A man could enter the cold halls of a cadaver lab and find himself galvanized by the intricacy of the human form, which possesses, even in decay, the beauty of a crumbling temple. There he could become a reluctant disciple, stepping through the temple gates. Carving out a path to its innermost chambers, he could arrive at the altar and ask his burning question: “What have I to do with thee?” And in the sound of his own voice hear himself figured anew.

And so it was. Dismantling the stuff of matter, I had reassembled my mind. Through Stella’s unmaking I had made my way closer to becoming a doctor. Where the living raised the dead in Frankenstein’s world, the dead animated the living in mine.

In both cases, it’s a spark that brought the monster to life.

A few years ago, I asked my old professor if there were any records of Stella’s identity in life. “We do not know the names of the cadavers,” he replied. “We only know them by the number assigned to them by the State Anatomical Program.” When I asked if there was anything else he could tell me, he wrote back: “Female. 90yo. Homemaker. COD Multi-infarct Dementia. That’s all the information I have.”* When I asked VSAP for additional information, I was told that privacy rules protect the information of decedents for 50 years after the date of death. There is a kind of mercy in this rule; the dead, after all, need their rest.

In the end, my efforts at remembering this woman amount to a kind of eschatological diversion. After all, what is the act of dissection if not a task concerning, quite literally, final matters? If dissection is the study of last things, the paradox of a medical education is that it all begins in the anatomy lab.

When the blade stopped, we slid Stella once more onto our dissection table. I saw the rows of malformed fetuses again: MONSTERS. My reflection stared back at me from the windowpane. Beyond it was a specimen identified only as GIANT: a thickset form bobbing in preservative, its whale-white skin stretched across muscles and bones that hadn’t known when to stop growing. Everywhere, osseous formations protruded from under the skin, giving shape to a gnarled, knotted, treelike creature. Its head was huge, an uneven globe perched atop a bulky stalk. The skull looked engorged. The face coiled in upon itself.

Suspended in my memory, this creature has become a reminder of nature’s awful power—its cool indifference, its limitless possibilities. I think of those jarred specimens even now, silent witnesses to my education. Each one living up to the etymological meaning of the category: “monster” from the root “monstrum,” which gave rise to “demonstrare” and our modern “demonstrate.” Indeed, these creatures demonstrated the fragility of life itself: they were signposts at nature’s frontier, products of her visionary experimentation. Reminders of what can happen. Of what did.

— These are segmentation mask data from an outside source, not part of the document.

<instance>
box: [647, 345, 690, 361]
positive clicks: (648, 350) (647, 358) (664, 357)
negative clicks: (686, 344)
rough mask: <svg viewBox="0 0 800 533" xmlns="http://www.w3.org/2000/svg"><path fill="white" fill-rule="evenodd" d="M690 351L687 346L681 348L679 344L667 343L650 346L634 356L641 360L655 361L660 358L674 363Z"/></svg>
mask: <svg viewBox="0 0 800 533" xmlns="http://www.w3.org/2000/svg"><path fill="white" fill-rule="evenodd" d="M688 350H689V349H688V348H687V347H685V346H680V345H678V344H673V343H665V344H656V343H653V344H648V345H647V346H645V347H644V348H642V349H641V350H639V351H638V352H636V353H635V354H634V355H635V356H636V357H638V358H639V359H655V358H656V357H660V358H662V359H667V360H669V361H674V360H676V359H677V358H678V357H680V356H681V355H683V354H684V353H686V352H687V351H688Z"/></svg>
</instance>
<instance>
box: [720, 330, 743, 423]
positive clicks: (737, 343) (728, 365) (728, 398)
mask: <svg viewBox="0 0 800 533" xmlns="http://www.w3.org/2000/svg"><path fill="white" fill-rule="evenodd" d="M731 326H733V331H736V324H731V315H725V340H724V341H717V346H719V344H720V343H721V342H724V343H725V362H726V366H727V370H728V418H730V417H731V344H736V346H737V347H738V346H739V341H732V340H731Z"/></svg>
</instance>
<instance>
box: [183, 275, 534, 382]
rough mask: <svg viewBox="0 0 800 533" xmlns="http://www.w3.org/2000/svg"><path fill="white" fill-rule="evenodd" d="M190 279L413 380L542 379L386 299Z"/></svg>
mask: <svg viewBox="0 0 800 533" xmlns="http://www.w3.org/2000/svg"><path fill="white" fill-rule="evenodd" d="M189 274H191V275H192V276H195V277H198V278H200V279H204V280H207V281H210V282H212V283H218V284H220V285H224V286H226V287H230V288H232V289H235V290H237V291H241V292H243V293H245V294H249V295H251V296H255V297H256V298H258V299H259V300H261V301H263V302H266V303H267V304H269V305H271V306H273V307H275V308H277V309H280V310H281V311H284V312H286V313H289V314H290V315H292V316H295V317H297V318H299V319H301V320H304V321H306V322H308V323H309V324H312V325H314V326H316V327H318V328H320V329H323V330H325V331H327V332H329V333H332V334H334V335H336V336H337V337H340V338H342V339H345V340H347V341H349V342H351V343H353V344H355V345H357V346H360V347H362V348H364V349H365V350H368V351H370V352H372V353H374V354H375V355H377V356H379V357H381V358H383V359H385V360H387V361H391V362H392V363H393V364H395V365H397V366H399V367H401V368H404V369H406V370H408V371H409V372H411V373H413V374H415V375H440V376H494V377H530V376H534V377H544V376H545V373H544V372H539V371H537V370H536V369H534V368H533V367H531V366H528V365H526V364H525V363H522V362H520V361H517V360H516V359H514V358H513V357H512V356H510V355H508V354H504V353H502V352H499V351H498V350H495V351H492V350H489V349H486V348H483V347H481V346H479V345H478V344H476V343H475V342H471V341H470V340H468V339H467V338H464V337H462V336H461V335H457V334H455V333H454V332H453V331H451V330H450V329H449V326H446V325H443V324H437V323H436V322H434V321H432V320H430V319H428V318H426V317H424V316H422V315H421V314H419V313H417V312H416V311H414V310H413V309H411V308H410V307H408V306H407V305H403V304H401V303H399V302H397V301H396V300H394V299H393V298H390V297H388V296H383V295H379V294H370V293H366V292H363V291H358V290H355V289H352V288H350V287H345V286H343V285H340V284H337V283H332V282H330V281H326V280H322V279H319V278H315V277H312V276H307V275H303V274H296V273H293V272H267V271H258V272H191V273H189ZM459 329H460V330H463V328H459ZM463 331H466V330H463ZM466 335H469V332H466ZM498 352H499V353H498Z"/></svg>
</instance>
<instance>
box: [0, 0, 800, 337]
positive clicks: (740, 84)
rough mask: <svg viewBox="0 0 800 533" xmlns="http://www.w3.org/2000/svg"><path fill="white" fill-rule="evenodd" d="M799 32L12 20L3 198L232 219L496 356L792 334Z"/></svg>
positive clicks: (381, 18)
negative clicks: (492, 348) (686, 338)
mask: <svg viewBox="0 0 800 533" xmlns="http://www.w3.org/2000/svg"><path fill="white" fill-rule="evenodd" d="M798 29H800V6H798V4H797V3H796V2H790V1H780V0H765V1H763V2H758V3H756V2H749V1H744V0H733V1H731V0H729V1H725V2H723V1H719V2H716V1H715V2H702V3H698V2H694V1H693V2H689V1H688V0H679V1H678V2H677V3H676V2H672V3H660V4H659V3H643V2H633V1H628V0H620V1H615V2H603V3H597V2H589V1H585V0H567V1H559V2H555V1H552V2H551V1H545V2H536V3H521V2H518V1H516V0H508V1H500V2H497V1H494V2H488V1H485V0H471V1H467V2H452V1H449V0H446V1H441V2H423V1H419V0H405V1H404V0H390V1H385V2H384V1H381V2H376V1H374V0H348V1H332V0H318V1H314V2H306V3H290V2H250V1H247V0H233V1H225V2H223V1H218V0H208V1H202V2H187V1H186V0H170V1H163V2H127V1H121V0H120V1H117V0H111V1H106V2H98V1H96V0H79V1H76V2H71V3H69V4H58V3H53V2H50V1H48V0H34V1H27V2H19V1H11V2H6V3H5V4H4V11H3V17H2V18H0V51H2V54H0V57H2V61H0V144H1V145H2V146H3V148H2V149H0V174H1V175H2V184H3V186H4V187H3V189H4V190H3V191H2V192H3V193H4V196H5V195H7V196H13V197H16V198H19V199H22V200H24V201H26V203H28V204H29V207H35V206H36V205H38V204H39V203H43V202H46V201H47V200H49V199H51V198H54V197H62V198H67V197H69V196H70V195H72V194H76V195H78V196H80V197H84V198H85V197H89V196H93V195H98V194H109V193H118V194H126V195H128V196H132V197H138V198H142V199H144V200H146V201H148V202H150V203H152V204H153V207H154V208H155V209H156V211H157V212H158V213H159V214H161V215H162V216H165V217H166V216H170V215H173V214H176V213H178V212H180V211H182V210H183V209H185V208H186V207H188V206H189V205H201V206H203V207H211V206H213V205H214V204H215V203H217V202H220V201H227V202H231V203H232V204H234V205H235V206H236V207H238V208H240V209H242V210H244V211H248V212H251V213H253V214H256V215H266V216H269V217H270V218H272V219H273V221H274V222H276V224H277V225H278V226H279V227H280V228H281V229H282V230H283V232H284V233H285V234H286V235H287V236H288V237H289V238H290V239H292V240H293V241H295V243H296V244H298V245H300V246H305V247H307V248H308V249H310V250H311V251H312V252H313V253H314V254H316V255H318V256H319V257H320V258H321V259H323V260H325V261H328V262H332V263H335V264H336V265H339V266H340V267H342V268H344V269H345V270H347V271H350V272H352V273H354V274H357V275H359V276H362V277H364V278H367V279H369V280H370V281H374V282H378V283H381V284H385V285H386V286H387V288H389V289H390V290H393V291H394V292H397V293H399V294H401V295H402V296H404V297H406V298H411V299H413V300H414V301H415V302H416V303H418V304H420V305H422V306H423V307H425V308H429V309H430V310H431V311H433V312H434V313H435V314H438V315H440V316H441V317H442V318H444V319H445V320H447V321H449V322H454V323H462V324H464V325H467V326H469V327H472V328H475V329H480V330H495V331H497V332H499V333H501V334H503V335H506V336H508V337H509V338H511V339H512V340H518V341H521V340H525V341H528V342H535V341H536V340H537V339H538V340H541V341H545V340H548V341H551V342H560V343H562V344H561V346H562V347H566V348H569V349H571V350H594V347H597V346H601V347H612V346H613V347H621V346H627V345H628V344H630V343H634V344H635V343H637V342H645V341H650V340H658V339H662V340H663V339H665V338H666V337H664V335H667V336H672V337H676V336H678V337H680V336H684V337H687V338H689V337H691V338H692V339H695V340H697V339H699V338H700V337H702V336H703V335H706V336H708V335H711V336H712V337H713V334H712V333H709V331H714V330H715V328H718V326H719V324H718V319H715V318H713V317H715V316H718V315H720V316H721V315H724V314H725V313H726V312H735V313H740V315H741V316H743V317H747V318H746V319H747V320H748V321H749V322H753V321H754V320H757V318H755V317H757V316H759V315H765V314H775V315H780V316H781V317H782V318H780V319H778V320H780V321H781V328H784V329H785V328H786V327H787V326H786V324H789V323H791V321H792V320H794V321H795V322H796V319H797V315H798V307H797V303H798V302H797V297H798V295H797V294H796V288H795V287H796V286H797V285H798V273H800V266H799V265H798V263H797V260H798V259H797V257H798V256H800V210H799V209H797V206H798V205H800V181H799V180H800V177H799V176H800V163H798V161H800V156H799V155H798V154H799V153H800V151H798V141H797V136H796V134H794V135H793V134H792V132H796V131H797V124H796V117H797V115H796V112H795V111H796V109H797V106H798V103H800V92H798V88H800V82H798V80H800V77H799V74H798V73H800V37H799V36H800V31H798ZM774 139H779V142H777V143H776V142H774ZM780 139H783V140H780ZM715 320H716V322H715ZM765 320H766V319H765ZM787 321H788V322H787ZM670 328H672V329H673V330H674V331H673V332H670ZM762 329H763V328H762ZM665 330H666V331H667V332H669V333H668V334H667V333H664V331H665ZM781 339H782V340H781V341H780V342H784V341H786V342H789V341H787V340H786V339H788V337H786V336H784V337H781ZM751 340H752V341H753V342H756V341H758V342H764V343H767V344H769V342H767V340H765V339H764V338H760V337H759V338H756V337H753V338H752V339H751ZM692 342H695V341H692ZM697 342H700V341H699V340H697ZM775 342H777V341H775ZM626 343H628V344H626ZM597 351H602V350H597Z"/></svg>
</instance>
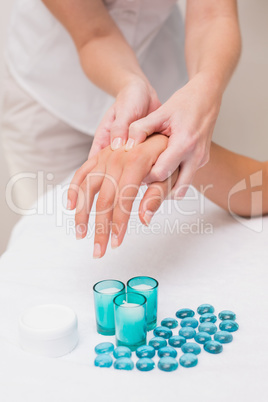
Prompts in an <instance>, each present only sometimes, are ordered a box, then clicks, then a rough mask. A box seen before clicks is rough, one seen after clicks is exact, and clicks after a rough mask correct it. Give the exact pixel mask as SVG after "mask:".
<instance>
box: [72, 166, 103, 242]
mask: <svg viewBox="0 0 268 402" xmlns="http://www.w3.org/2000/svg"><path fill="white" fill-rule="evenodd" d="M103 179H104V173H103V172H102V173H100V172H97V171H92V172H91V173H89V174H88V175H87V177H86V178H85V180H84V181H83V183H82V184H81V186H80V187H79V192H78V199H77V205H76V213H75V228H76V238H77V239H78V240H79V239H83V238H84V237H85V236H86V234H87V226H88V219H89V214H90V211H91V208H92V205H93V202H94V197H95V195H96V194H97V193H98V192H99V190H100V187H101V184H102V182H103Z"/></svg>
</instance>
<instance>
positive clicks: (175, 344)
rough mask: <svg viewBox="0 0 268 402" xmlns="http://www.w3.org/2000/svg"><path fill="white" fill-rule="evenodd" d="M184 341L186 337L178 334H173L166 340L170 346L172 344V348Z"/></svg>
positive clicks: (177, 347)
mask: <svg viewBox="0 0 268 402" xmlns="http://www.w3.org/2000/svg"><path fill="white" fill-rule="evenodd" d="M185 342H186V338H184V336H180V335H173V336H172V337H171V338H169V340H168V343H169V344H170V346H173V348H180V347H181V346H182V345H183V344H184V343H185Z"/></svg>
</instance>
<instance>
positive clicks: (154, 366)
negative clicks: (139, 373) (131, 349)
mask: <svg viewBox="0 0 268 402" xmlns="http://www.w3.org/2000/svg"><path fill="white" fill-rule="evenodd" d="M136 367H137V369H138V370H140V371H151V370H153V369H154V367H155V363H154V361H153V360H152V359H149V358H148V357H142V358H141V359H139V360H138V361H137V363H136Z"/></svg>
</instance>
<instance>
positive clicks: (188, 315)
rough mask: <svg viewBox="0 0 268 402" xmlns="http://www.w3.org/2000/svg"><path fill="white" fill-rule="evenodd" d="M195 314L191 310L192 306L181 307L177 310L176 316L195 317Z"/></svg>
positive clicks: (192, 310)
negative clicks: (184, 307) (177, 310)
mask: <svg viewBox="0 0 268 402" xmlns="http://www.w3.org/2000/svg"><path fill="white" fill-rule="evenodd" d="M194 314H195V313H194V311H193V310H191V309H190V308H181V309H180V310H178V311H177V312H176V317H178V318H186V317H193V316H194Z"/></svg>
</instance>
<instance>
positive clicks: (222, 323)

Our cadavers’ remains were consecrated near the university cemetery. Their cremated ashes were scattered in early spring. Around us, the sharp branches of trees rustled in the breeze; tufts of newborn grass marked the green edges of graves. We’d never been like this with them before—outside, in the sunlight. The ashes caught the rays as we poured them from plain cardboard boxes. Even here, there were traces of the anatomy lab: in the anonymous numbers identifying the remains, in the rubber gloves worn by students dispersing ashes, in the care we took to keep from mingling with the dust. After a box full of ash was deposited in the cemetery, the remaining boxes were driven to the summit of the university’s astronomical observatory. And though I shall never quite know her, it is here, scattered on the mountaintop, that I like to think Stella found her final rest. And it is here, when I want to seek her out again, that I’ll come looking for the stardust under my boots.

Footnotes

* Distinguishing details have been changed to protect Stella’s true identity. I am grateful for her immeasurable contribution.